The superficial answer would be: the voice in Herbert's poem is Christ's, and the voices in Johnson's poem are those of discrete things (poplar leaf, wren's eye, etc.).  The superficial answer is not an incorrect one, by any means, but it doesn't satisfy me.  In our moment, we are prone to doubt that Herbert had direct hierophantic access or that Johnson could read nature's signatures.  They are both writing about what they consider to be ontological objects, but there is no room in their aesthetic projects for direct ontology.  Direct ontology, one assumes, is silent and therefore antagonistic to literary vocation.  Dictation, in these cases, as in Jack Spicer's lectures, makes the most sense to me as a discursive fulcrum for getting over the accumulation of prohibitions and stupefactions standing between poets and what they love (dare I say, what they believe in).  Dictation allows Herbert to sustain his humanistic sensibilities and also shed them.  Dictation allows Johnson to sustain his animistic sensibilities and also shed them.  Contrary to Spicer's (perhaps half-in-jest) convictions, I'd say that dictation is a form of invention in the sense I've outlined above; it is not innocent of individual subjective will and desire.
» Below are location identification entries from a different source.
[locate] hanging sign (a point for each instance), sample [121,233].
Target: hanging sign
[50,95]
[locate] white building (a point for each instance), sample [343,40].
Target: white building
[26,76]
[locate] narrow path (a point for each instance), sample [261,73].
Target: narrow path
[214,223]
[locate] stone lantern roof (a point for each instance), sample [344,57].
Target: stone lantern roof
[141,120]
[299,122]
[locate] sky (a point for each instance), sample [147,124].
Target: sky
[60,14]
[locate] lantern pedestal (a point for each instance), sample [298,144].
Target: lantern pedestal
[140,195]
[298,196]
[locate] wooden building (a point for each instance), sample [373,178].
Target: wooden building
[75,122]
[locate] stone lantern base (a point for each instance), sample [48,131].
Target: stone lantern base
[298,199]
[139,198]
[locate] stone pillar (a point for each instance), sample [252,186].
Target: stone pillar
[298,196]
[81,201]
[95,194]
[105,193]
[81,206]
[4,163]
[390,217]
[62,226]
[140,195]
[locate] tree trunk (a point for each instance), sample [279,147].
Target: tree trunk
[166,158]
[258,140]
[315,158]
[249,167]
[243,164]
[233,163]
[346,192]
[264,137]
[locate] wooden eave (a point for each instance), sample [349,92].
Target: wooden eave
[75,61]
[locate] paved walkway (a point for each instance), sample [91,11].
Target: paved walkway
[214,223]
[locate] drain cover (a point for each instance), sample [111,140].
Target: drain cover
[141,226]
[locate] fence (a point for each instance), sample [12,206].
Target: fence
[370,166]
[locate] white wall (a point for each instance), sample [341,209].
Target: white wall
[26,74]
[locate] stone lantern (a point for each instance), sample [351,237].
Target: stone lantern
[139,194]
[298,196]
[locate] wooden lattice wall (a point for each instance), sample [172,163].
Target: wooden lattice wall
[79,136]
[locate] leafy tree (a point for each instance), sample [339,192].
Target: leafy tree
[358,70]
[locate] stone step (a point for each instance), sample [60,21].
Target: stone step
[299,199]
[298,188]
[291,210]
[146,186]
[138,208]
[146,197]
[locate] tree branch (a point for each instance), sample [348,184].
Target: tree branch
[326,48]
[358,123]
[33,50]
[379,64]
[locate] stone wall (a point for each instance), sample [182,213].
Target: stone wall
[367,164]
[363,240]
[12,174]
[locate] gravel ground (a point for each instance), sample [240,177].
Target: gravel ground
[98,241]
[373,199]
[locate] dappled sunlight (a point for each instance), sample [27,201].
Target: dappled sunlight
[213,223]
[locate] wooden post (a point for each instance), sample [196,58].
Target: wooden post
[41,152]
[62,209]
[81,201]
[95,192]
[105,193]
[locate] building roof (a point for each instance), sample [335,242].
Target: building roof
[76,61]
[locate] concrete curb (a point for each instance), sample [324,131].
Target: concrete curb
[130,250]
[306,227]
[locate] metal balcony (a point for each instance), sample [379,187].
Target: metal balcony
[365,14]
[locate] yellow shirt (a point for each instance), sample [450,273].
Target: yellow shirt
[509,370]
I remember the shudder of recognition I felt many years ago when I read a note at the end of Donald Revell's Beautiful Shirt: "completed ... in The Netherlands, southern France, and the Ozarks, where Revell traveled so that he 'might be distanced from familiar voice and language in order to make poems entirely dependant upon immediate physical and verbal circumstances."  That "entirely dependant" helped me make sense of what Revell was doing in his poems even if I now feel such dependence or such entirety is not possible.  Surely, one can operate in something like immediate circumstances (and must, for my poetry dollar) in making poems, but subjectivity is stuck on the poet like meat on the bone, and Beautiful Shirt (a beautiful book) is proof enough of that.  Much later, lecturing on The Cantos & Maximus, Revell would tell me "take your pattern from nature," citing Canto LX: "He ordered 'em to prepare a total anatomy et, / qu'ils veillerent a la purete du langage / et qu'on n'employat que des termes propres / (namely CH'ing ming)."  Call things by their right names.  Again, the prospect is simple and fairly unassailable, but it must be an approximation.  Unlike Pound, George Herbert and Ronald Johnson recognize the obligation to call things by their right names and the impossibility of the endeavor. 

For me, Herbert's work and Johnson's work share an orientation towards the intersection of metaphysical and material experience, simultaneously affirming and denying authorial subjectivity as a controlling presence.  This bi-modal stance towards the egotistical sublime helps produce again and again in their poetry the effect of identity (or continuity) between things and words as well as the poet's identity (or language-mediated self).  Pound did not trust effects, but this identity effect in Johnson's work is the one of the most powerful interpretations and implementations of what Pound proscribed.  Pound's skepticism is what often prevented him from achieving his ideal as coherently as Johnson achieved it.  Finding marks of distinction between early-modern and post-modern aesthetic and cultural artifacts is easy enough. Belief, however, in a significant overlap between reality effect and Reality as a thing in itself is what links my idea of the great early-modern poem and the great post-modern poem.  Ultimately, it is this kind of belief in the sufficiency of marginal ontology (or, the mixed experience of what is real with what seems real) that makes Ronald Johnson a signal poet of bodily and spiritual experience, an inventor who finds what he makes and makes what he finds and a creature who takes what he is given.

 



[1] Johnson, Ronald.  "A Note," ARK, Albuquerque: Living Batch Press, 1996.

[2] Johnson, Ronald.  The Book of the Green Man.  (New York: Norton), 1967, 54.

[3] See Jacob Boehme's Signatura Rerum for a classic example of the mystic's perspective on the textual dimension of all natural objects. 

[4] Herbert, George.  George Hebert and Henry Vaughn.  Ed. Louis Martz.  (Oxford: Oxford UP), 1986, 90.